Secured vs. Unsecured Loans
These are the two types of loans you can receive. A secured loan is backed by something you own, such as your home for a mortgage and your car for an auto loan. This is known as collateral. With a secured loan, you agree that the lender can repossess your property if you don't agree to the loan's repayment terms. The attaches a lien to your collateral, allowing them to take possession, if necessary.

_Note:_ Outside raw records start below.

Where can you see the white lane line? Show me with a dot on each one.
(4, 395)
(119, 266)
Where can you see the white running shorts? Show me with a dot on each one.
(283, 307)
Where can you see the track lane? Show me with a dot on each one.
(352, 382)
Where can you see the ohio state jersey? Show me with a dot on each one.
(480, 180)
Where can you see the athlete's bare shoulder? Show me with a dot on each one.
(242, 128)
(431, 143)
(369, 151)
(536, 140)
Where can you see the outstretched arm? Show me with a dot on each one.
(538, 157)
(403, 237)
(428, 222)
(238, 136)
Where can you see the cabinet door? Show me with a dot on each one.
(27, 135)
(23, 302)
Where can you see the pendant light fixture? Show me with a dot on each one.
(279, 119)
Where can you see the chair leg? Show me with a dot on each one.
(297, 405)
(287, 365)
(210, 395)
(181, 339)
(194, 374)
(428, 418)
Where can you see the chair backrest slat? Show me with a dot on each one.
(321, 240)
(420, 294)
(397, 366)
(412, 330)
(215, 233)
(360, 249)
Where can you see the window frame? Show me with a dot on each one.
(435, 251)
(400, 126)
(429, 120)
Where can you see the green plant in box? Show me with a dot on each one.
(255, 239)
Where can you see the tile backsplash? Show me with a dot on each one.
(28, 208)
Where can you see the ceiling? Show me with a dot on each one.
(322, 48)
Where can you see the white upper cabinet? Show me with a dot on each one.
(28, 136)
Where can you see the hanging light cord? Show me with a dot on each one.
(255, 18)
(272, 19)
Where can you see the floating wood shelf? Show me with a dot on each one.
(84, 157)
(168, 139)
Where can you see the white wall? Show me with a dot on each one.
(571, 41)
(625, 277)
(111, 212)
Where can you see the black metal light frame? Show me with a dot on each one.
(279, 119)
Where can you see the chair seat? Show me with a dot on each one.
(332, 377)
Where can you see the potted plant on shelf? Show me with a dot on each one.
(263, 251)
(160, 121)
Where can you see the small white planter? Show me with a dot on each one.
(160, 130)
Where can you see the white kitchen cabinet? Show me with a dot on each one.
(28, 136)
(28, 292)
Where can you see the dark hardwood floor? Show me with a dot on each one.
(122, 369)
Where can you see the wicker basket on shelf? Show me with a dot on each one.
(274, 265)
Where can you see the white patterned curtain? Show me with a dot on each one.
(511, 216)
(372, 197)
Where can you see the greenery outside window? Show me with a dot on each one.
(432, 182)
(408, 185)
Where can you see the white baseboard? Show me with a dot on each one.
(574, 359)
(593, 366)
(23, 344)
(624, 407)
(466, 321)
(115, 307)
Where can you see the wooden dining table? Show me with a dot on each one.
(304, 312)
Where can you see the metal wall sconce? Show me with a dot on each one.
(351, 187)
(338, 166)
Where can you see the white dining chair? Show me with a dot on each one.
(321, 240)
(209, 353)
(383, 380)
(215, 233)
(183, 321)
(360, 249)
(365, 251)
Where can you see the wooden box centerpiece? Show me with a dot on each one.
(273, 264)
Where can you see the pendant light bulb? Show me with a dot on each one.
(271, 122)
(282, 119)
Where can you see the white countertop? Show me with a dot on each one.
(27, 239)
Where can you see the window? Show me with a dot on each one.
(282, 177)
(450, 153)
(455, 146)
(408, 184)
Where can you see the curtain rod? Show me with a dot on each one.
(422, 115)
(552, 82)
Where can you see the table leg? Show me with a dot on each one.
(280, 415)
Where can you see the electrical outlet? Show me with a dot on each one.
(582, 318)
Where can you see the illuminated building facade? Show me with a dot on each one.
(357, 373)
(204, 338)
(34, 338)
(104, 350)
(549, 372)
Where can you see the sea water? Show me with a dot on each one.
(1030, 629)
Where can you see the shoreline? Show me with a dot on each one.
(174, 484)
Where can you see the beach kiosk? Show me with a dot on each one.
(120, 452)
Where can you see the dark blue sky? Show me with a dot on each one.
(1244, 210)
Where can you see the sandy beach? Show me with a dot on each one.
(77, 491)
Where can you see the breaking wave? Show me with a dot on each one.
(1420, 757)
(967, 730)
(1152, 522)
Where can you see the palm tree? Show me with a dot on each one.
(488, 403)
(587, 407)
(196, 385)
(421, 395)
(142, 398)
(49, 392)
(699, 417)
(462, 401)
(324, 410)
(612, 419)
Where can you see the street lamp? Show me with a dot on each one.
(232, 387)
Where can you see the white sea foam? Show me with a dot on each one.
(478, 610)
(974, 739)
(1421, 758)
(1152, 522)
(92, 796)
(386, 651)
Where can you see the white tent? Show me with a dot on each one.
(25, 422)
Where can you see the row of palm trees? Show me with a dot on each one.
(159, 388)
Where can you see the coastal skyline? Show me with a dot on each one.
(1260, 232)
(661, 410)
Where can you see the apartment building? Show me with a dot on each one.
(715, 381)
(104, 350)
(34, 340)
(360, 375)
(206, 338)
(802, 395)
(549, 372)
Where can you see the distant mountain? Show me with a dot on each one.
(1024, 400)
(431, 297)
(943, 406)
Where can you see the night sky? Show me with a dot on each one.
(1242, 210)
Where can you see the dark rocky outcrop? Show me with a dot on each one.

An unsecured loan is not backed by collateral because the lender trusts your ability to repay the loan with your financial resources. Unsecured loans are typically for lower loan amounts.
Terms and Interest Rates
The term of a loan is the length of time you have to pay it back. Interest rates, usually shown in Annual Percentage Rates (APRs), is the amount the lender charges you for loaning the funds. This percentage is based on the amount owed on the loan and is added to the total amount you need to pay by your given due date. Typically, the longer the term of the loan, the more you could pay in interest.
Fixed vs. Variable Rates
Fixed-rate loans feature an interest rate that will never change during the loan's term, meaning your payment won't change while you have the loan. In contrast, variable rates change with the market, which can cause your payment amount to increase or decrease depending on the current rate. When choosing between the two, explore your options and the state of the market to determine which option benefits you more.
Budgets and Balances
When you spend money using a credit card, you are drawing on a line of credit that allows you to spend up to a certain amount. Just like any other loan, you are charged interest on your balance borrowed. With a credit card, though, you may choose to pay back the balance of what you have borrowed in full by your payment due date and avoid interest charges or you can choose to pay the minimum payment amount, carry the remaining balance forward, and be charged.
Make sure your monthly budget allows for a new loan or credit card payment so you can set yourself up for success. Ask for help in reviewing what you can afford prior to taking the loan to avoid any issue in making your payments.